Interesting point you brought up about the impaired memory. I believe that skin picking is a form of dissociation, and each time we choose to pick we escape reality. So our brain might over time learn to "space out" more often than normal. I get that too...if I'm worrying too much, am too stressed, or when experiencing cabin fever.
What is the worst that could happen if you let your family know how you truly feel? What do you fear?
The guilt of causing damage is the worst feeling. I struggle with it, along with the guilt of accumulated damage from the past.
On what platform would you want to connect? Where do you prefer to chat?

RoseGoldGal
January 28, 2018

Oh wow, I thought the short term memory loss was due to me constantly picking my scalp, but I could be wrong and hope for my sake that I am. I've told my family before and they basically dismissed it. It made me question if I was even "that sick". They know I do it, but I guess they think I'll stop when I want. It's not a big deal to them really. I was thinking we could just connect on this forum like we have been and leave detailed accounts sort of like a picking log so we can confide in each other and feel like we're being acknowledge and validated. You don't have to though it was only a suggestion lol. Sometimes I think I could be so normal if it wasn't for this condition. I feel like I've lived my whole life for it...I just want to know how life without it feels.

serene
January 28, 2018

How would scalp picking effect your memory?
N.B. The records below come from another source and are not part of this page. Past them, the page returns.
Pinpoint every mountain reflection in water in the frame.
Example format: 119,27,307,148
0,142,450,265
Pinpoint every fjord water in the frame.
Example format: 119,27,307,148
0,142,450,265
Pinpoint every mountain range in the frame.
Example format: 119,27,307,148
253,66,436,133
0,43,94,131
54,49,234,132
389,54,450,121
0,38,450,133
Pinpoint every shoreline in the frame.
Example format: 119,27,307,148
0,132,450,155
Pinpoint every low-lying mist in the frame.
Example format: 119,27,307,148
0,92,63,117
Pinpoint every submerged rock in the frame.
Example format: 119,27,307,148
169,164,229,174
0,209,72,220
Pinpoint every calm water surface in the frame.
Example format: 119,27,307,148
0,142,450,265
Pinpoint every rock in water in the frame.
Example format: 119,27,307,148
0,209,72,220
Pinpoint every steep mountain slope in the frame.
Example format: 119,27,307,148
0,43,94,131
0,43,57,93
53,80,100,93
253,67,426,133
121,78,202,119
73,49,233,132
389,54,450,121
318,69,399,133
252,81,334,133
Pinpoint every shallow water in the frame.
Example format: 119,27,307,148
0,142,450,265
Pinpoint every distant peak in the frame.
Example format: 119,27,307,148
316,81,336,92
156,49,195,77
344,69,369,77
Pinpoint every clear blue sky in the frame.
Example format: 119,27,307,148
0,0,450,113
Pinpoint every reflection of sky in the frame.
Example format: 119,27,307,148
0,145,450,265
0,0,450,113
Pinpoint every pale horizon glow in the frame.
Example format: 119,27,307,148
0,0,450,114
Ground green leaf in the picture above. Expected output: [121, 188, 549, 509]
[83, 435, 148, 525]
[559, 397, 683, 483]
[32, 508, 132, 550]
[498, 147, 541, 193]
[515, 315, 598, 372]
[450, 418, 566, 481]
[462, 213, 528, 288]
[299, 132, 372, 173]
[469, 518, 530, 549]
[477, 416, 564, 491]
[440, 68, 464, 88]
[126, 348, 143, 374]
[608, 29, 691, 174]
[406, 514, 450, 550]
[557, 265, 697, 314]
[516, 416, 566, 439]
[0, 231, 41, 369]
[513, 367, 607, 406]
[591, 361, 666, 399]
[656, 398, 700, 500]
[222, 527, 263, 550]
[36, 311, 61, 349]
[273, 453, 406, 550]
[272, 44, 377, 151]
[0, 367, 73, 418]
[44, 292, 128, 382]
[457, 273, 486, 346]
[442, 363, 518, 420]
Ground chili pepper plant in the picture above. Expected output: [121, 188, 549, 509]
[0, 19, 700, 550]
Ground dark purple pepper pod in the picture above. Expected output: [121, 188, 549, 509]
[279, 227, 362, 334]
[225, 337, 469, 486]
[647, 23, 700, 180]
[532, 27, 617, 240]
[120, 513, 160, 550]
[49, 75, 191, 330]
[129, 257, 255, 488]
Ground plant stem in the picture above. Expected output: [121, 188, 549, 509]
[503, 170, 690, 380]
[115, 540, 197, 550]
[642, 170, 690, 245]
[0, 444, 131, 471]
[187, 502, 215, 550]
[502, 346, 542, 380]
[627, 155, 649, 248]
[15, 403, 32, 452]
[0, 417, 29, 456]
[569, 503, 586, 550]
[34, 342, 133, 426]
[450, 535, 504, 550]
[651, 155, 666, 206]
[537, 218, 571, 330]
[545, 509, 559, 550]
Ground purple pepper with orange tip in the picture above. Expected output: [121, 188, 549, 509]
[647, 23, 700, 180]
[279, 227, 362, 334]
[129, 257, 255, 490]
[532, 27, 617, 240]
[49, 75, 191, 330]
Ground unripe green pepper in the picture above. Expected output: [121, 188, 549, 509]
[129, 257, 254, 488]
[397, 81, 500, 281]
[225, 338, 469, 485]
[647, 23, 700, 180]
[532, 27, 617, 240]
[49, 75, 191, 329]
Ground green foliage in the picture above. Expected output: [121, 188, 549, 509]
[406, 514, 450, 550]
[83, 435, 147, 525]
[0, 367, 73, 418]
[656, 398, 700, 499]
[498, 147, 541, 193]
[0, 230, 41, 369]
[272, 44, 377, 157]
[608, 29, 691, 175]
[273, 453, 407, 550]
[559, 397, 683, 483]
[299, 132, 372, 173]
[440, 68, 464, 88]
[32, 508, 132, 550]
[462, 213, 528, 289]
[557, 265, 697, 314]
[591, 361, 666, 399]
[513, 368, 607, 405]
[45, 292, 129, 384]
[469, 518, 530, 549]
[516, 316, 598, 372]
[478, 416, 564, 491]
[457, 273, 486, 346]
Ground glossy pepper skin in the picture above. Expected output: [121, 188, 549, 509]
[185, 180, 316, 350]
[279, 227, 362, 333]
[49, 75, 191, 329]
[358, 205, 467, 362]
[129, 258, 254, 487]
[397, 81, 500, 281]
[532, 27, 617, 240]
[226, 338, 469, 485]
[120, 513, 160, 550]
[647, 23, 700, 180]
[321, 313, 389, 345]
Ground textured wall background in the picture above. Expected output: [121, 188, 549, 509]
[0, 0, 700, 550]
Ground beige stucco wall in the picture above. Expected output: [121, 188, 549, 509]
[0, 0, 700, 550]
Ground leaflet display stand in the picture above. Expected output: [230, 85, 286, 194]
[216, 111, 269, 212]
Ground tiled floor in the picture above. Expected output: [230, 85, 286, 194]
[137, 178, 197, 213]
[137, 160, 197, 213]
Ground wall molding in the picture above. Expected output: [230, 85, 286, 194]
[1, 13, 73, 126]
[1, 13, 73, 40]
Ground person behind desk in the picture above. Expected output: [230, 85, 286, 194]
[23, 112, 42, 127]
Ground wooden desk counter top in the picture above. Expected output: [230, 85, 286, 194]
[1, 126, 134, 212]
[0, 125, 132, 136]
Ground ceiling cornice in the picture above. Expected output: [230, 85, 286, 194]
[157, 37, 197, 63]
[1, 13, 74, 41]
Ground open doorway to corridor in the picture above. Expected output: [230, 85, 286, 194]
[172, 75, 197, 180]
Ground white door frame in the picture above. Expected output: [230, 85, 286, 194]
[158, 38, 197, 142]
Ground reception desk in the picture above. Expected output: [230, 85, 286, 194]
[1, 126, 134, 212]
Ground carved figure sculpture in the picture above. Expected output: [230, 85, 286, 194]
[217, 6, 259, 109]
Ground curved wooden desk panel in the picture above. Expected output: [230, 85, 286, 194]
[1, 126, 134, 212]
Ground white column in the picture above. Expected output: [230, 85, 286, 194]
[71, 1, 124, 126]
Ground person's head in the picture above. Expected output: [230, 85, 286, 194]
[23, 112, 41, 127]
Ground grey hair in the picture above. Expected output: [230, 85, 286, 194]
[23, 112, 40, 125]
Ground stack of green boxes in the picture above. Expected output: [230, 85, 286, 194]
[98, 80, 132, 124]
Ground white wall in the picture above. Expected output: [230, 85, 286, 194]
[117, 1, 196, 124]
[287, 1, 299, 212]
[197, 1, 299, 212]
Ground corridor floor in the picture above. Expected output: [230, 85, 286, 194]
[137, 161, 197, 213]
What is the exact logic in that theory?
I dont feel comfortable sharing too many details on this website. Its public and I prefer to keep my day to day life private. There are too many lurkers on this site. If communicating one on one, I would ideally prefer some other platform. I know that many find that to be too close for comfort, so its ok no pressure.

RoseGoldGal
January 29, 2018

My theory is that the picking cause and effect on my brain because it occurs on my scalp and I experience horrendous headaches as a result. If it is capable of producing headaches able to affect my memory also I never experienced memory loss prior to picking scalp. Anyway it's just a theory. I prefer to interact on here because of the anonymity but I understand your concerns.

RoseGoldGal
January 29, 2018

I don't think they're infected but the constant picking is painful and gives me headaches. Does it not seem probable to you?

serene
January 30, 2018

I am not a scalp picker so I would not know exactly what you might be experiencing. The facial picking isn't painful. But I do strain when I pick, which hurts the eyes. During picking sessions a lot of mental energy can go Into the activity. And it drains/tires you out. Maybe that's why you also get the headaches.